Maíra aponta que, quando o aborto está ligado a um estupro, as pessoas tendem a humanizar essa mulher e, consequentemente, ser mais favoráveis à interrupção dessa gravidez. “Nesses casos, as pessoas entendem que aquela mulher foi vítima de uma violência e que manter a gestação, portanto, é uma nova violência. Existe um entendimento cada vez maior de que essa mulher não pode ser vítima duas vezes”, diz.
Para Maíra, outros dois dados da pesquisa deixam essa percepção ainda mais evidente: 64% dos brasileiros concorda que ninguém faz um aborto porque quer, mas porque precisa; além disso, 64% entendem que o direito ao aborto deve ser discutido no âmbito da saúde pública e dos direitos humanos, não de religião ou segurança pública.
Segundo o levantamento, os principais fatores que levam os brasileiros a concordar com a interrupção da gravidez em caso de estupro são preservar a saúde física e mental da mulher (72% dos entrevistados) e retomar a vida, deixando para trás o trauma da violência sexual (62%).
Mulheres conhecem problema, mas não solução
Os institutos Locomotiva e Patrícia Galvão perguntaram às mulheres, ainda, como agiriam se estivessem nessa situação: 75% delas disseram que gostaria de ter opção de abortar legalmente caso engravidasse após um estupro, e 52% que optariam por interromper a gravidez.
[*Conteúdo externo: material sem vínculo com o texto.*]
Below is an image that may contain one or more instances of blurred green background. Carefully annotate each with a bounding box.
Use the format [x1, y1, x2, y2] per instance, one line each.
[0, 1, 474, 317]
Das evangélicas, 43% responderam que fariam aborto nesses casos.
Entre os entrevistados, 84% das pessoas sabem que o aborto clandestino sem condições de saúde adequadas é uma das principais causas de morte de grávidas no Brasil. Mas uma parcela considerável da população não conhece muito bem esse direito: menos da metade das mulheres sabe que pode abortar em qualquer maternidade pública após um estupro (47%) e que é possível fazer isso mesmo sem registrar um boletim de ocorrência (43%).
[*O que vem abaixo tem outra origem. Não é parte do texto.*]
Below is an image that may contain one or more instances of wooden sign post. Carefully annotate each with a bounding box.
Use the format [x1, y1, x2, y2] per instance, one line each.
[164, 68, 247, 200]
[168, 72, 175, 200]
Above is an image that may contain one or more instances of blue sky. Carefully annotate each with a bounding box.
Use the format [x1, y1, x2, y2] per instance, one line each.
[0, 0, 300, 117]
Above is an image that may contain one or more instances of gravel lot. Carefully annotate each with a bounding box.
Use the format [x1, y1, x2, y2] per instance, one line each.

“As pessoas conhecem o problema, mas não a solução”, afirma Maíra. “O direito de interromper a gravidez ainda é pouco conhecido e isso é muito preocupante. A gente percebe uma maioria de mulheres que gostariam de ter acesso a esse recurso, mas não sabem que esse direito existe e nem como acessá-lo”.
Manipulação política impede que direitos avancem
Apesar de ser assegurado por lei, o direito ao aborto em casos de estupro é frequentemente ameaçado: no ano passado, um projeto de lei apelidado de “bolsa-estupro” tentou criar o pagamento de um auxílio para incentivar vítimas de estupro a manter a gestação e ainda proibir o aborto em todos os casos, inclusive os já autorizados no país.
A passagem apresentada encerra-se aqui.